Spurred by the big Richard Linklater profile in the latest New Yorker, I decided to rewatch Slacker, the film he made in 1989 (it was released in 1991). When it came out, it was supposed to represent my generation, more or less — I was in high school then — but what strikes me about it now is how completely it inhabits a kind of just before.
Slacker is a film about isolation, dislocation, alienation. The characters drift, no one really seems to know anyone else very well, and the only people who seem to be doing anything are obsessives and cranks: the woman trying to sell Madonna’s pap smear, the guy who collects TVs and video tapes, the Kennedy conspiracy theorist who’s working on a book you know he’ll never finish. Watching the film from 2014, what’s astonishing is how many of these people’s problems are solved by the Internet. For the TV guy, there’s YouTube. For the Madonna girl, there’s TMZ and eBay. For the Kennedy conspiracist, there’s pretty much the whole damn Internet. For the guy who says you really ought to read the paper, and for the guy who can’t manage to buy himself a USA Today, there’s all the free news on the web. For all the artists with weird ideas, there’s Kickstarter. Heck, for the very end of the movie, when the guy throws a movie camera off a cliff, there’s GoPro.
Throughout the film, with its talk of conspiracies and new forms of consciousness, you can feel the characters yearning for the kind of interconnectedness that was just about to become possible.
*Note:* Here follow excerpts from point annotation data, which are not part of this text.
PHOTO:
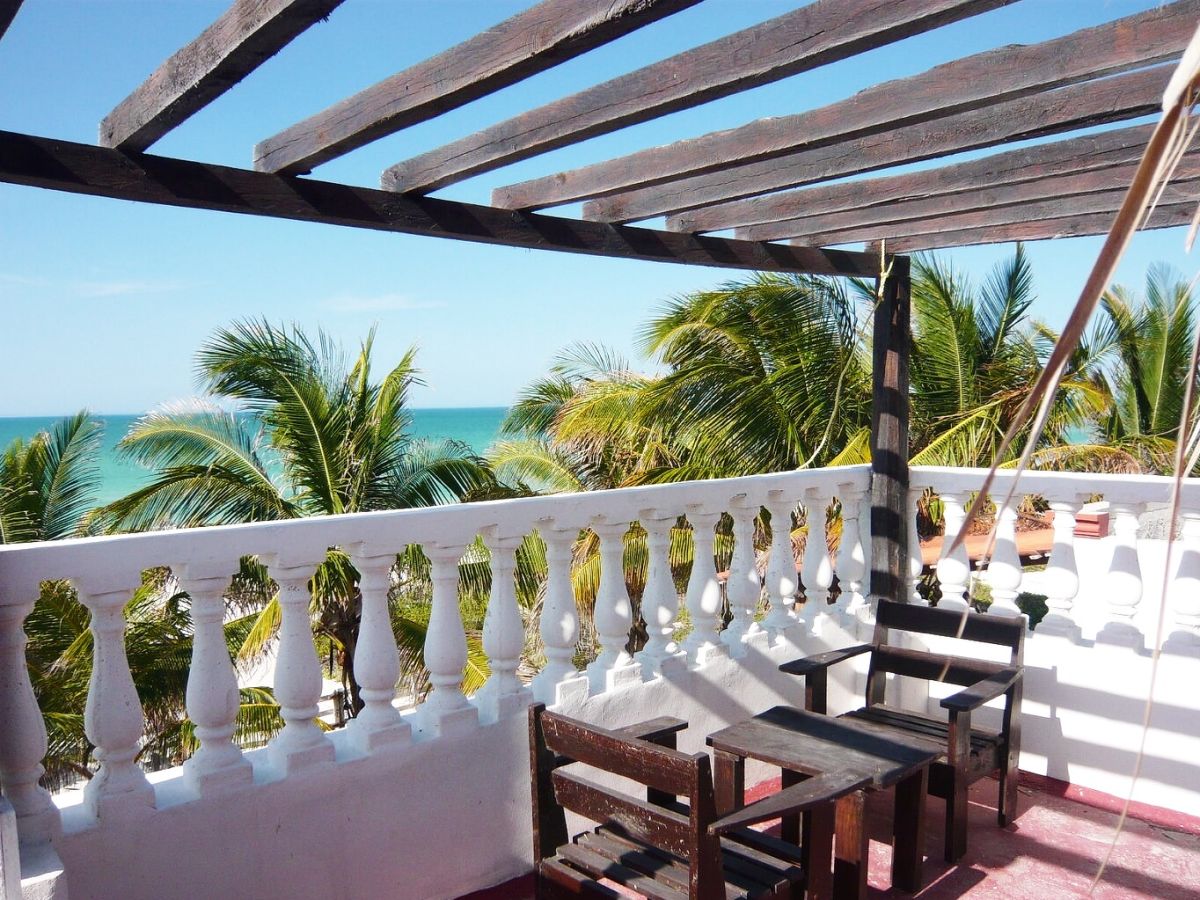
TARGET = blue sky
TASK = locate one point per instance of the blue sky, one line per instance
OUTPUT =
(105, 303)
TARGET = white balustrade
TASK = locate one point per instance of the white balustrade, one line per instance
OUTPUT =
(742, 587)
(113, 718)
(1123, 580)
(851, 551)
(213, 697)
(23, 733)
(817, 570)
(613, 613)
(1183, 593)
(301, 743)
(1061, 577)
(376, 659)
(781, 581)
(660, 600)
(445, 711)
(703, 591)
(1005, 565)
(916, 561)
(559, 621)
(503, 633)
(953, 565)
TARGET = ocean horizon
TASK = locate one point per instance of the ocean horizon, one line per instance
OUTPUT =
(474, 426)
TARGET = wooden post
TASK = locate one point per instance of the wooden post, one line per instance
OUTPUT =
(889, 433)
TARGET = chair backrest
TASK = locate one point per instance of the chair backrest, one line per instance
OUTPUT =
(964, 624)
(557, 741)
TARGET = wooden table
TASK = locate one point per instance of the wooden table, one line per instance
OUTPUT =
(803, 744)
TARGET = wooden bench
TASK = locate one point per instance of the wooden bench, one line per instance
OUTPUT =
(967, 753)
(663, 849)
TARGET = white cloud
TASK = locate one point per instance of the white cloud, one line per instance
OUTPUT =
(378, 303)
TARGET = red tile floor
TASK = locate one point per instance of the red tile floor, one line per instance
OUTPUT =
(1053, 850)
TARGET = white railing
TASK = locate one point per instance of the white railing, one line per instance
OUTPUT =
(1102, 592)
(105, 571)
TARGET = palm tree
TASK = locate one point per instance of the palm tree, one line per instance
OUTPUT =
(1144, 355)
(975, 355)
(312, 436)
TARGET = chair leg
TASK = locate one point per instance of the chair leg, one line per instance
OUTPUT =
(957, 822)
(1006, 811)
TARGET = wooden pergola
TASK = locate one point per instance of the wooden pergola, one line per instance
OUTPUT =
(763, 180)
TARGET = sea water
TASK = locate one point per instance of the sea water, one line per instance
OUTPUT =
(477, 427)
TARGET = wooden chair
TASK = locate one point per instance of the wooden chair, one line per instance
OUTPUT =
(970, 753)
(659, 847)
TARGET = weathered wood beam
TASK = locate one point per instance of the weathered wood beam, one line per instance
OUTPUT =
(1169, 216)
(101, 172)
(7, 12)
(246, 35)
(877, 195)
(1054, 207)
(532, 41)
(1080, 106)
(891, 346)
(814, 35)
(1067, 193)
(972, 83)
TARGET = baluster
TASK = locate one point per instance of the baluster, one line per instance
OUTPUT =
(1061, 577)
(1123, 581)
(916, 562)
(851, 555)
(559, 623)
(213, 696)
(1005, 570)
(743, 587)
(817, 562)
(376, 660)
(703, 591)
(23, 735)
(613, 615)
(953, 567)
(445, 709)
(113, 718)
(1185, 589)
(301, 743)
(781, 581)
(503, 633)
(660, 601)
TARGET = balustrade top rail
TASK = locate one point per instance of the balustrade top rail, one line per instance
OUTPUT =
(115, 562)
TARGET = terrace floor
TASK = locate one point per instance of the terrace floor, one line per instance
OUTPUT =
(1051, 851)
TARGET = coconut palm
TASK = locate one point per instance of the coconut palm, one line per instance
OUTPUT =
(313, 435)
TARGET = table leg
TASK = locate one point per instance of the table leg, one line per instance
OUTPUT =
(790, 826)
(850, 849)
(730, 774)
(817, 851)
(909, 831)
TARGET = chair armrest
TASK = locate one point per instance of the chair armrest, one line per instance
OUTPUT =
(823, 660)
(799, 797)
(976, 695)
(655, 731)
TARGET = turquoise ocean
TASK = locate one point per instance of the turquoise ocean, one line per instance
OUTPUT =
(477, 427)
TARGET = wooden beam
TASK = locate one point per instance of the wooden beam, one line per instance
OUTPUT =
(1080, 106)
(81, 168)
(532, 41)
(1075, 155)
(814, 35)
(1097, 201)
(1169, 216)
(972, 83)
(1067, 191)
(7, 12)
(246, 35)
(891, 522)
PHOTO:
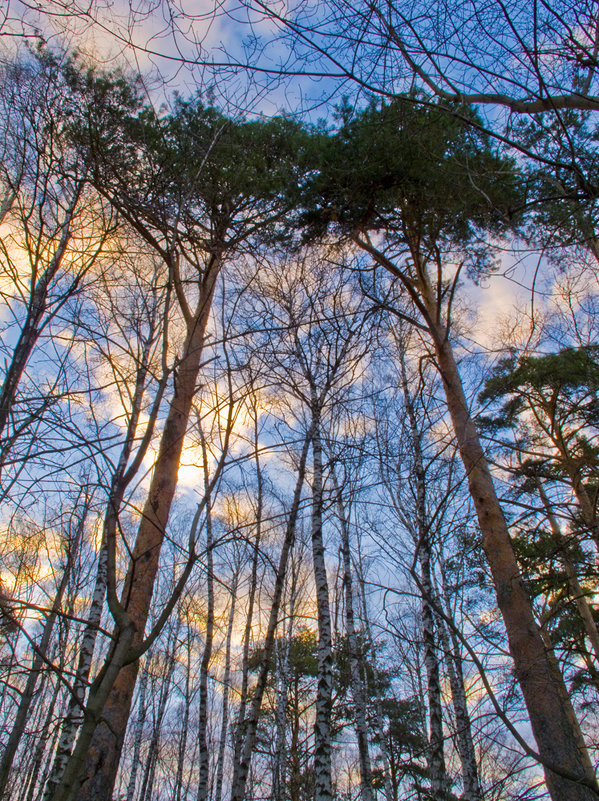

We are living in a new consciousness. When you’re in it, of course, it’s much less magisterial than the Age of Aquarius or some kind of New Age breakthrough. It just feels like life, and life hasn’t ceased being difficult. But the last 25 years have brought a profound change in the way that we understand ourselves in the world.
Last night I was walking along the street in New York, speaking into a small device that I carry in my pocket, and my girlfriend was speaking back on a similar device from inside a palace in Seoul. Tomorrow I’ll fly to the other side of the world to join her, and I’ll let all my friends and family know when I’ve arrived — the word will go out to Seoul, Phoenix, New York, California, Japan, who knows where else. Last weekend I went to Tobago for a wedding, and now the steel drum band I saw there is visible to you. The isolation and alienation of the Slacker moment is unimaginable today.
That’s not to say that we have banished loneliness, done away with drift, overcome alienation. The age of social media has its own forms of alienation: distraction, envy, endless mediation. But it’s a different world. Slacker is a fine film whose characters yearn for the things that people of that generation were about to create. The last five minutes, when the movie goes from clever to brilliant, point to the way forward. What was hailed at the time as a kind of manifesto of nihilism was in fact a DIY manifesto: a kind of a guide or a roadmap to what to do next, once we invented a better way of talking to each other.